İnandırıcı değilsiniz, çünkü 3-5 değil içi döviz dolu 7 kasanın bakan oğlunun evinde ne işi var?
Demokrasi ile yönetilen, halkı için çalıştığını sık sık dile getiren bir ülkenin iktidar nimetleri ile de yetinmeyen bir bakanına, 700 bin T.L’lik saat hediye ediliyor. İddialar açık, savunmalar cılız. İnandırıcı değilsiniz.
İktidarın yumuşak karnında iki zayıf nokta var. Sanki bedendeki tümörlü kısım buraya toplanmış. Önce biri patladı, cerahatini dışarı yaydı; halka aldatıldığını göstermek ister gibi kendini ortaya koydu. Pensilvanya çıkışlı ilk darbe 17 Aralık 2013’te geldi. 12 yıllık ortaklık birden bozuldu, birbirlerinden habersiz yerleştirdikleri mayınların ilkini Hocanın Ekibi patlattı.

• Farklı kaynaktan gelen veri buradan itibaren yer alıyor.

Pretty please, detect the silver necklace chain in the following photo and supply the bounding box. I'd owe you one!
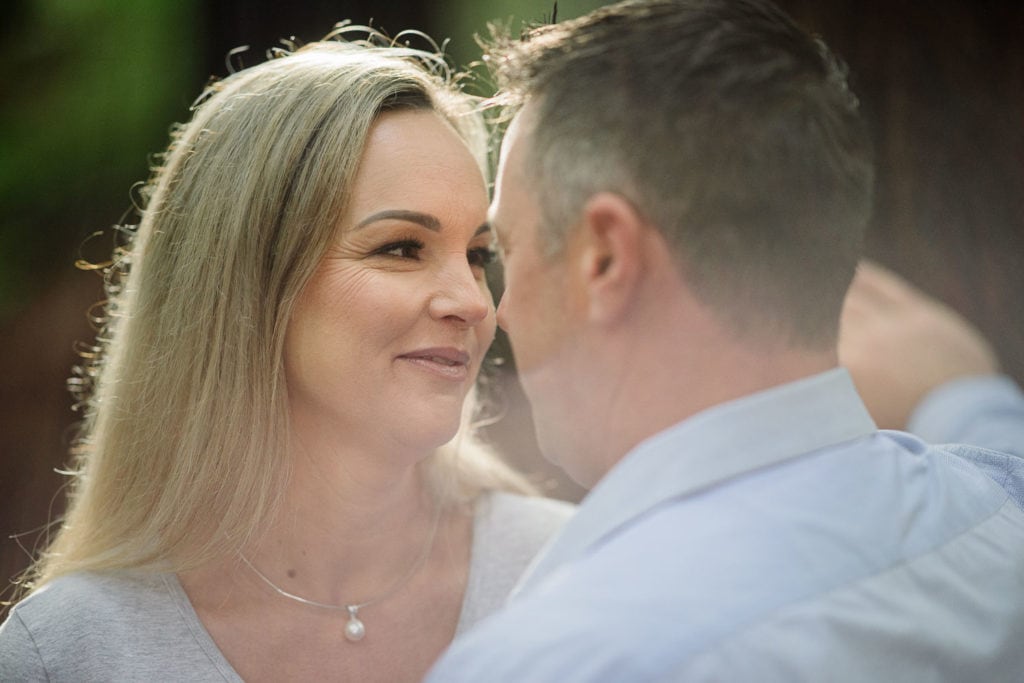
[239,506,441,643]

Bu Cemaat’in ilk atağıydı. O sarsıntının artçı tesirleri hâlâ devam ediyor. Fethullah Hoca ; “Ben de varım, ne dersem yapılacak ve gereksiz dayılanılmayacak.” demek istiyordu. Bakalım, gücünü zaman içinde yaşayıp göreceğiz.

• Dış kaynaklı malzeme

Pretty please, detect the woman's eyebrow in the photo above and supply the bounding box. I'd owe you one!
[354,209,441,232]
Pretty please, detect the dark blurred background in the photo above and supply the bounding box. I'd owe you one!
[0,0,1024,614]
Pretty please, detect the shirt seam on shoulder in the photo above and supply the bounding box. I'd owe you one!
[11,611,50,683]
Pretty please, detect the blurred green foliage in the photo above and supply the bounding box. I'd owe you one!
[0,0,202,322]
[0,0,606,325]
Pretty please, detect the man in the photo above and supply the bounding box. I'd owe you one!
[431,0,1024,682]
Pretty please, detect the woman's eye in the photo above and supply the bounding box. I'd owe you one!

İkinci zayıf nokta R.T. Erdoğan’ın oğulları. Büyük oğlu A.Burak Erdoğan 2000’li yıllarda, “Yumurtalıklarından rahatsız askere gidemez” diye Kasımpaşa Deniz Hastanesi’nden “Çürük” raporu aldı. Çocuğu olmaz, askerlik yapamaz diyen heyete, tıp ilmine inat o kişinin ertesi yıl 2001’de evlenip çocuğu olunca o diplomalılar neler yaptılar, kim bilir o kıymetli kâğıtları nereye koydular. Hele o 42 milimetre kalınlığında çok da albenili sarı sırmaları taşıyan zat!…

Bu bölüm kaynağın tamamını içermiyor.